ベトナムとイタリアではすでに販売に成功し、実際に選手が履いてくれています。
ブレードの場合、目に見えて結果が付いてきています。2022年の全日本フィギュアスケート選手権では、男子のYS BLADES使用選手が表彰台を独占という快挙を達成してくださいました。
現在では、日本人男子のトップで活躍するほとんどの選手に履いていただいているため、必然的に海外でも売れるようになると期待しています。

これからどのように会社を成長させたいですか?

足元では景気が悪く、自動車も半導体の影響で減産を余儀なくされています。ということは当社の材料も出ていかず、金型の加工の仕事も減ってしまいます。

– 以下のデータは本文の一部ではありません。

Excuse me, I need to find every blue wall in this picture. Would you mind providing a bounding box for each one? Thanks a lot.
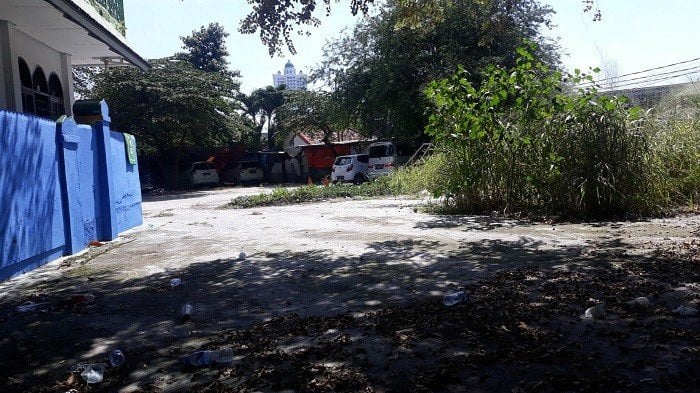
[0,105,142,280]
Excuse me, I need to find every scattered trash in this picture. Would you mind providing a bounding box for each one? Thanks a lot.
[182,351,212,367]
[109,349,125,367]
[80,363,105,384]
[180,303,194,320]
[17,302,49,312]
[70,292,95,303]
[673,306,698,317]
[627,296,649,307]
[182,348,234,367]
[442,291,468,307]
[212,347,234,366]
[583,304,605,319]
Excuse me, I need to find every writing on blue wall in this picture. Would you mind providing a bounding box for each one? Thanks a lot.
[0,105,142,280]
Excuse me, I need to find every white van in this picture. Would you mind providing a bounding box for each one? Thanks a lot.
[331,154,369,184]
[367,142,397,179]
[178,161,219,188]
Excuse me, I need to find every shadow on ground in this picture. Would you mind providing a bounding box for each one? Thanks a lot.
[0,231,699,392]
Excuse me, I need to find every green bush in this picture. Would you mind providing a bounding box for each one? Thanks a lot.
[422,46,698,218]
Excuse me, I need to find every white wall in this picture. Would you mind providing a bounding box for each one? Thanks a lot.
[0,23,73,114]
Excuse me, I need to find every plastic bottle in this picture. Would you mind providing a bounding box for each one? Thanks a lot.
[80,364,105,384]
[180,303,194,319]
[442,291,469,307]
[182,351,212,367]
[212,347,234,365]
[109,349,125,367]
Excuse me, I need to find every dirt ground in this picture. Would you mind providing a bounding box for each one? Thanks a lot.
[0,188,700,392]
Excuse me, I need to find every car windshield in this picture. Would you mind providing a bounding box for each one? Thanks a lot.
[241,161,260,169]
[335,157,352,165]
[192,162,216,171]
[369,145,394,158]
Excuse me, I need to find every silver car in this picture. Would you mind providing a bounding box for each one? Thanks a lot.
[331,154,369,184]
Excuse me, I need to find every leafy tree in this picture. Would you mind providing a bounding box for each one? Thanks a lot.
[239,0,374,56]
[236,86,284,148]
[91,59,247,165]
[178,23,229,73]
[418,47,658,217]
[277,90,345,142]
[312,0,557,139]
[239,0,602,56]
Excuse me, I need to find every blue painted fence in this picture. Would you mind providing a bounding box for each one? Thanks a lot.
[0,108,142,280]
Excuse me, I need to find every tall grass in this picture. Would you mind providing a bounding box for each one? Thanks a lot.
[416,48,700,218]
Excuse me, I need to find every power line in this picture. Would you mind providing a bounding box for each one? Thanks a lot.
[613,74,689,90]
[596,65,700,89]
[582,57,700,84]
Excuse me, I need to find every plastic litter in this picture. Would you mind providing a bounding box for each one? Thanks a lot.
[673,306,698,317]
[180,303,194,319]
[627,296,649,307]
[182,347,234,367]
[212,347,234,365]
[17,302,49,312]
[442,291,469,307]
[182,351,212,367]
[71,292,95,303]
[583,304,605,319]
[80,363,106,384]
[109,349,125,367]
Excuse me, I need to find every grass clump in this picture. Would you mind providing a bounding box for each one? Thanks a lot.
[418,47,700,219]
[223,178,397,209]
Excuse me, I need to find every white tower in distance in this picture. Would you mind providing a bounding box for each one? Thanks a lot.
[272,61,306,90]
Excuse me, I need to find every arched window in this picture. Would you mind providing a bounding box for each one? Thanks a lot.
[49,72,65,118]
[32,66,49,94]
[32,66,51,117]
[17,57,35,113]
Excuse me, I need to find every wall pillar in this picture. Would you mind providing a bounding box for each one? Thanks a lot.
[92,100,119,241]
[61,53,74,116]
[0,20,22,112]
[56,116,85,255]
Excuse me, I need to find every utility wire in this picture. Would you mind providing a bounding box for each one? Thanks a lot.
[596,65,700,85]
[612,75,689,90]
[582,57,700,84]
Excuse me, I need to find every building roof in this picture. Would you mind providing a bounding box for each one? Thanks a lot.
[0,0,149,69]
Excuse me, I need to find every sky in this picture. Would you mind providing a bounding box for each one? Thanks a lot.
[124,0,700,93]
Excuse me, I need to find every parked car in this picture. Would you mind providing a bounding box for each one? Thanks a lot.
[221,161,265,184]
[331,154,369,184]
[367,142,396,179]
[178,161,219,188]
[367,142,415,180]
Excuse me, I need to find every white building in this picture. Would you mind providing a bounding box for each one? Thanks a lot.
[272,61,306,90]
[0,0,148,119]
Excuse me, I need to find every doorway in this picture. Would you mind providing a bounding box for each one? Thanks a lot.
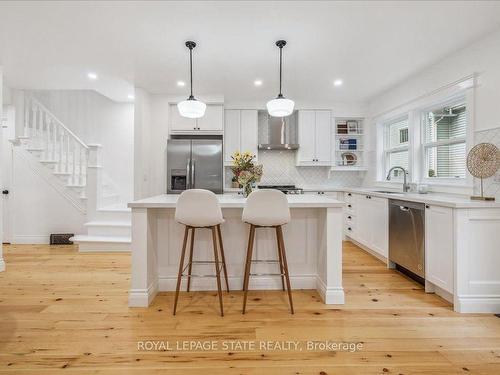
[0,106,15,243]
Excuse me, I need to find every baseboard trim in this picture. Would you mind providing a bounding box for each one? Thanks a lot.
[454,296,500,314]
[76,242,130,253]
[11,234,50,245]
[128,282,158,307]
[158,275,316,292]
[346,236,389,264]
[316,276,345,305]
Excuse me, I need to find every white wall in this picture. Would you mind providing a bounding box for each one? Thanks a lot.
[30,90,134,202]
[365,31,500,191]
[9,148,86,243]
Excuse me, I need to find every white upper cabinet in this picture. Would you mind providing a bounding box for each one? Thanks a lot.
[224,109,241,163]
[425,205,454,293]
[197,104,224,132]
[224,109,258,164]
[240,109,259,156]
[297,111,316,165]
[168,104,197,132]
[296,110,332,166]
[316,111,332,165]
[169,104,224,134]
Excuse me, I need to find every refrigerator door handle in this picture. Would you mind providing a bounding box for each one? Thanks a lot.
[191,160,196,189]
[186,158,191,189]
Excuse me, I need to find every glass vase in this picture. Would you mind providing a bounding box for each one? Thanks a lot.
[243,184,252,198]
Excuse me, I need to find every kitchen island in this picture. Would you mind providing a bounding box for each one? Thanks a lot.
[128,194,344,307]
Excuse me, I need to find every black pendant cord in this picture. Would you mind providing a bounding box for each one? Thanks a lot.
[189,48,194,99]
[276,40,286,99]
[186,40,196,100]
[278,47,283,98]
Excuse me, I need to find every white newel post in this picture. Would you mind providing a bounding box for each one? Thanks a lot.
[12,90,28,137]
[0,66,5,272]
[128,208,158,307]
[85,144,102,219]
[324,207,345,304]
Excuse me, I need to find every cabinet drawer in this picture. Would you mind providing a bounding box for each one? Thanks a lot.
[344,193,354,203]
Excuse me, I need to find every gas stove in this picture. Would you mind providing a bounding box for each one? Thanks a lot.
[258,185,304,194]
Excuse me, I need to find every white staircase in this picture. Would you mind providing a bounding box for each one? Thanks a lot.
[13,95,131,252]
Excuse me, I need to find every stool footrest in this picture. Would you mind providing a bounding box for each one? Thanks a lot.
[182,260,222,272]
[250,273,285,276]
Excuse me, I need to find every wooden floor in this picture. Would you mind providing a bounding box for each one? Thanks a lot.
[0,243,500,375]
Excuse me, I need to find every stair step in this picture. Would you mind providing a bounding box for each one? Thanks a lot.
[70,234,132,252]
[84,221,132,228]
[85,220,132,237]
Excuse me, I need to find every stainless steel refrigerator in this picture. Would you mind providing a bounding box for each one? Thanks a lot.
[167,138,223,194]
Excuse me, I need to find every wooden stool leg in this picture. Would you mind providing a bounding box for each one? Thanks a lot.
[211,227,224,316]
[275,227,285,291]
[276,225,294,314]
[187,228,195,292]
[217,224,229,292]
[174,227,189,315]
[242,225,255,314]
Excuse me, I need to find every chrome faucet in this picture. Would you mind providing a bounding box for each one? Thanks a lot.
[386,166,410,193]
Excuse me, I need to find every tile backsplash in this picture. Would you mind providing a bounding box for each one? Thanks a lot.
[474,127,500,200]
[226,150,363,188]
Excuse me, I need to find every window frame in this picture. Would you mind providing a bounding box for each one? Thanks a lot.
[381,113,412,183]
[415,93,473,187]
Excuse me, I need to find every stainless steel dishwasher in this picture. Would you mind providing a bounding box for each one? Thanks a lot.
[389,199,425,279]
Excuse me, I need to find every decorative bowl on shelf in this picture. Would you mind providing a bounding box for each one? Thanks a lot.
[340,152,358,166]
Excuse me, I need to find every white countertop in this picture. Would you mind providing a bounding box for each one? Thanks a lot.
[344,188,500,208]
[128,194,345,208]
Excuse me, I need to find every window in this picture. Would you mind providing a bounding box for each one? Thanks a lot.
[384,117,409,179]
[422,103,467,179]
[399,128,408,143]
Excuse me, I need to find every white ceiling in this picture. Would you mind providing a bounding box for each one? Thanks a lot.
[0,1,500,103]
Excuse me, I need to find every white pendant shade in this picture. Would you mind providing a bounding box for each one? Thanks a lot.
[177,99,207,118]
[267,98,295,117]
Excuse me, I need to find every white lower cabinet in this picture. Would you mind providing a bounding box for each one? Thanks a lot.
[346,194,389,258]
[425,205,454,293]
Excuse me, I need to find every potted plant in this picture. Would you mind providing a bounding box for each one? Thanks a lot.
[231,151,262,198]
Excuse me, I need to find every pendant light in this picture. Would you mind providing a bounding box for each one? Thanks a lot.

AEROVでは、精度を出すために工場内の温度を通年一定に保っているのですが、昨今の電気代の高騰が大きな負担となっています。
(※金属は温度次第で伸縮するため、20℃という国際基準の測定温度下での加工・測定により精度を担保している)
景気や外的要因については、私たちの努力でどうにかできる範囲は限られています。しかし、このような状況下でも成長していかなければならない。
お客様にどのようなメリットを提供できるか、そしてどのような分野に入っていくかが肝になると考えています。例えば自動車で言えばEV化など、その時代の流れに合わせた仕事の獲得が必須です。既存の仕事を続けていくだけではダメですね。
また、お客様から仕事をいただくだけで無く、YS BLADESなど自分たちでコントロールできる自社製品の創出もしたいです。


お客様からいただく仕事は一品一葉で、量産品とは違い製品ごとに加工方法や工程を考える必要があり、経験豊富な技術者でないとできない仕事が多いです。
属人化したくなくても、属人化してしまう部分が多いため、そこが今後の課題になると思います。
しかし自社で開発しているYS BLADESのような自社製品なら、品質面や加工方法などもコントロールしやすく技術伝承もしやすくなります。
実現できれば工場の稼働率も上げられ、属人化も防げて一石二鳥ですね。

子育てと仕事の両立について

育休の制度は完備されており取得率も高いので、両立はできていると思います。
ただ本音を言ってしまうと、AEROVは技術屋なのでどれだけ加工したかの経験が物を言ってきます。また、休む人がいればその分他の人に負担が掛かりますし、特定の人しか動かせない機械が有るなど属人化している部分があります。
その点では休んでもらうと困る側面も正直あります。


しかし、休んだ人の分は他の人でカバーできるようになってきていますし、さらにそういう環境を作っていかないといけない。
また属人化を脱却するため、部署内で講習会も開催しています。
仕事の標準化が目的ですが、それをやっていけば結果的に育休も取りやすくなるのかなと思います。


※この記事は取材当時の内容であり、現在の情報とは異なる場合があります。